Claro, não diga que sua internet via cabo é de fibra óptica (porque não é)

Operadora foi condenada na Justiça por propaganda enganosa sobre o uso do termo "fibra"; Claro até possui banda larga 100% fibra óptica, mas em poucos locais

Lucas Braga
• Atualizado há 1 ano e 7 meses
Claro, cabo de internet e fibra óptica
Claro, não diga que sua internet via cabo é de fibra óptica (Imagem: Guilherme Reis / Tecnoblog)

Eu recebo (com uma constância maior do que deveria) diversas ligações da Claro com ofertas do serviço de banda larga. Mas tem algo que me incomoda mais do que a chamada de spam: a forma como a operadora divulga seu serviço de internet fixa, anunciando que ele é “com fibra” mesmo quando a instalação na casa do cliente é feita apenas com cabos coaxiais. Isso chamou a atenção até do Ministério Público, que fez a empresa ser condenada a pagar R$ 600 mil em danos morais.

São diversas as campanhas publicitárias da Claro que exaltam uma banda larga de qualidade, estável e “com fibra”. Com isso, muitas pessoas interpretam que o serviço da tele utiliza a mesma tecnologia da Vivo Fibra, Oi Fibra e diversos provedores locais, que levam a fibra óptica de verdade até dentro da casa do cliente.

A situação fica mais complexa quando se leva em conta que a Claro também tem um serviço de internet com tecnologia de fibra óptica até dentro de casa, mas ele está presente em poucos lugares. No terceiro trimestre de 2021, a rede fixa da Claro estava disponível para 34,3 milhões de domicílios brasileiros, mas apenas 2,8 milhões dessas casas estavam aptas a contratar a internet com fibra óptica de verdade.

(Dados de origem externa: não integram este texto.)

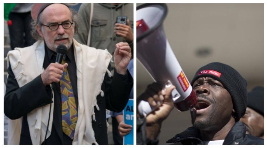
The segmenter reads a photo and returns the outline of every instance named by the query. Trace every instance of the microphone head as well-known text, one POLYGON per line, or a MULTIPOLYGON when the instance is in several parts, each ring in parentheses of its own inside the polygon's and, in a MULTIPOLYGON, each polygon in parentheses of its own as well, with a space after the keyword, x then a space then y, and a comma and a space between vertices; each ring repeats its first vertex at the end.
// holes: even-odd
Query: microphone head
POLYGON ((64 45, 60 45, 57 47, 57 53, 64 55, 67 53, 67 47, 64 45))

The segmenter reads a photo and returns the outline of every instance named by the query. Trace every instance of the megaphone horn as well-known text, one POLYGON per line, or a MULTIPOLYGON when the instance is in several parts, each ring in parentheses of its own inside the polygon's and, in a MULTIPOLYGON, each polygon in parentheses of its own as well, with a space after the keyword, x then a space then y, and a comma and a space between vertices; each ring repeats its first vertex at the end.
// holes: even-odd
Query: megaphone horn
MULTIPOLYGON (((145 4, 137 8, 137 59, 156 82, 176 89, 172 92, 175 108, 185 111, 196 102, 195 92, 176 59, 164 33, 162 23, 168 9, 165 4, 145 4), (167 83, 167 84, 166 84, 167 83)), ((144 115, 155 109, 141 101, 139 113, 144 115)))

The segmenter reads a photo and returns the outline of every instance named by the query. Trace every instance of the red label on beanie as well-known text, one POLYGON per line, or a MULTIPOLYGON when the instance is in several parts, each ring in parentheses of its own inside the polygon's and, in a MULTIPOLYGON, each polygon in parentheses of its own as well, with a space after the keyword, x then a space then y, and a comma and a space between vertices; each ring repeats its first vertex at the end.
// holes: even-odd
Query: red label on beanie
POLYGON ((222 74, 221 73, 215 70, 205 70, 199 72, 198 73, 198 75, 199 75, 202 74, 210 74, 211 75, 213 75, 215 76, 217 76, 218 78, 220 78, 221 76, 221 75, 222 74))

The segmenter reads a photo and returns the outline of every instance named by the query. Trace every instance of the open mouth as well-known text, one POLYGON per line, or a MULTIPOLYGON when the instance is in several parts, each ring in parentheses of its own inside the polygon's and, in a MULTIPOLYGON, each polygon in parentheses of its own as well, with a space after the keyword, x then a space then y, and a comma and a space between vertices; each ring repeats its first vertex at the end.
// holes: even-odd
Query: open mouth
POLYGON ((198 102, 195 106, 195 108, 197 110, 200 110, 206 108, 209 106, 209 104, 207 102, 201 101, 198 102))
POLYGON ((65 40, 66 40, 67 39, 67 38, 60 38, 59 39, 58 39, 57 40, 56 40, 58 41, 65 41, 65 40))

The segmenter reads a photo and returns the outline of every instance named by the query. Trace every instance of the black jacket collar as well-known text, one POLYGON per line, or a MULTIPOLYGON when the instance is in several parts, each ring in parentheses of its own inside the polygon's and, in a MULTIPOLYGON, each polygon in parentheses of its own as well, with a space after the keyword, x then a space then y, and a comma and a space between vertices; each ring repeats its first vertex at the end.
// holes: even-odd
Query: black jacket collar
MULTIPOLYGON (((244 125, 241 122, 238 121, 228 133, 223 144, 264 144, 264 142, 262 139, 246 135, 244 125)), ((199 130, 193 126, 176 135, 166 142, 180 143, 183 144, 203 144, 200 140, 199 130)))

“Com fibra” é internet de fibra?

O padrão que a Claro utiliza na internet via cabo é o DOCSIS, que funciona através de uma rede com infraestrutura HFC – sigla para Hybrid Fiber Coax, algo como rede híbrida de fibra com cabos coaxiais. Na prática a fibra vai até o concentrador de rede (node), que depois distribui os sinais para as casas dos assinantes através de cabos de cobre.

Letras miúdas de anúncio da Claro diz que rede “pode ser híbrida, composta por cabo e fibra” (Imagem: Reprodução)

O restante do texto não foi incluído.